Todd C. Miller – Sudo maintainer for over 30 years

Original Article ↗ Hacker News Discussion ↗

Maintainer funding & corporate responsibility

  • Many are alarmed that a core security tool like sudo, used across Unix/Linux infrastructure, depends on one maintainer now seeking sponsorship.
  • Commenters argue large tech companies and hyperscalers heavily rely on such tools yet rarely fund them, comparing this to “death of the commons” and “vampiric” corporate behavior.
  • Some counter that vendors like enterprise distros vendor specific versions and are responsible for their own snapshots, so upstream funding doesn’t directly affect deployed systems.
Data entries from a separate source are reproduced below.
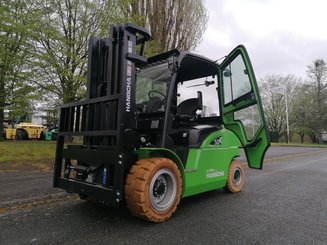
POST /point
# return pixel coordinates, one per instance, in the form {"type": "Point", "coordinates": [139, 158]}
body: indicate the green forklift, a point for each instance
{"type": "Point", "coordinates": [159, 129]}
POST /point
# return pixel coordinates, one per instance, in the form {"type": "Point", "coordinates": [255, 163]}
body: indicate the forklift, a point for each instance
{"type": "Point", "coordinates": [158, 129]}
Licensing, capitalism, and OSS exploitation

  • Several see this as evidence that the open source ideal met capitalism and lost: maintainers can’t pay rent, yet their work underpins “trillions” in value.
  • Suggestions include more onerous corporate licenses (revenue share, commercial-only fees), “only humans get freedom zero,” or explicitly pay‑to‑play licenses.
  • Others doubt licenses can restrain powerful actors; they note that companies may just fork/clone instead of paying.
  • Broader ideological debates appear: criticism of libertarianism in OSS, arguments over GPL, copyright, and even communism vs capitalism.
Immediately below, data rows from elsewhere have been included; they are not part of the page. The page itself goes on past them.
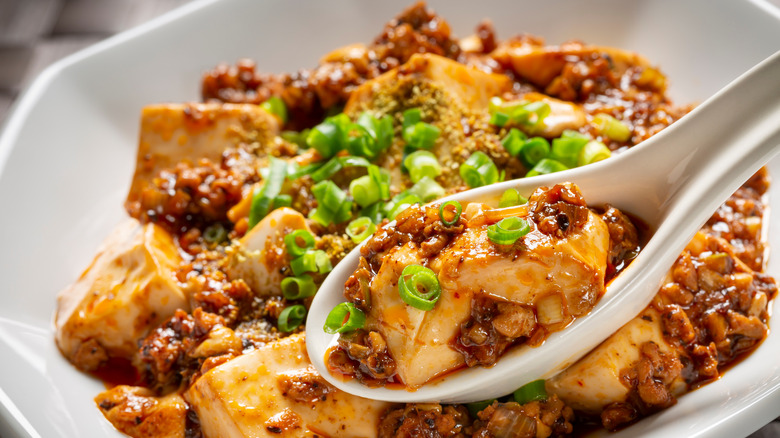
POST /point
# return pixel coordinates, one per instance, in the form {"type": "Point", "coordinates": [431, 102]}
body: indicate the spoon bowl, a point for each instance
{"type": "Point", "coordinates": [674, 181]}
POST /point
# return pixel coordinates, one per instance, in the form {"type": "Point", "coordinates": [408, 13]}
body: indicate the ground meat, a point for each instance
{"type": "Point", "coordinates": [559, 210]}
{"type": "Point", "coordinates": [138, 413]}
{"type": "Point", "coordinates": [425, 420]}
{"type": "Point", "coordinates": [304, 386]}
{"type": "Point", "coordinates": [166, 353]}
{"type": "Point", "coordinates": [309, 94]}
{"type": "Point", "coordinates": [649, 382]}
{"type": "Point", "coordinates": [415, 224]}
{"type": "Point", "coordinates": [542, 419]}
{"type": "Point", "coordinates": [739, 221]}
{"type": "Point", "coordinates": [192, 195]}
{"type": "Point", "coordinates": [623, 240]}
{"type": "Point", "coordinates": [479, 340]}
{"type": "Point", "coordinates": [364, 355]}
How critical is sudo and should it be “done”?

  • One camp: sudo is “one of the most critical” utilities and must receive ongoing security and compatibility updates; software is never truly finished.
  • Another camp: sudo is a convenience tool, not indispensable—systems can run with root/su or alternatives—and the project has severe feature bloat for a security‑sensitive binary.
  • People are surprised by monthly releases and obscure features (LDAP, TLS listener, complex sudoers syntax), seeing added attack surface.
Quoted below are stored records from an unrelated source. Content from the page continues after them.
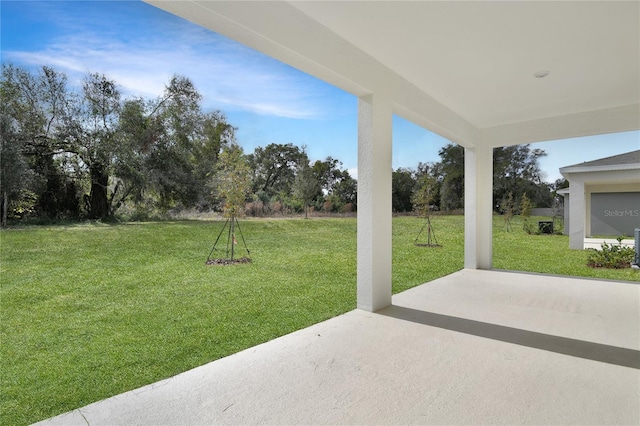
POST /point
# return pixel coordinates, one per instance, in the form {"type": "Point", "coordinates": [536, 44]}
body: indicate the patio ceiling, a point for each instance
{"type": "Point", "coordinates": [462, 69]}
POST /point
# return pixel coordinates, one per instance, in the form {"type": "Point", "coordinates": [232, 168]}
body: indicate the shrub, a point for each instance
{"type": "Point", "coordinates": [611, 256]}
Alternative tools and Rust rewrites

  • Alternatives discussed: doas/OpenDoas, run0 (systemd), polkit for scoped privilege, and sudo‑rs (Rust).
  • Opinions on Rust rewrites are split: some see them as modernization and evolution; others see attention‑seeking rewrites that rarely match original quality and sometimes serve to sidestep GPL‑style licensing.

Proposed funding mechanisms

  • Ideas: Patreon/GitHub Sponsors/OpenCollective; per‑CPU or per‑commercial‑use fees; government or EU‑style grants; VAT on digital services funding OSS; foundation‑mediated corporate funding; tooling that analyzes shell history and suggests donations.
  • Many note practical barriers: micropayment fees, overhead of setting up businesses, distros stripping nags, lack of maintainer leverage, and cultural expectation of free labor.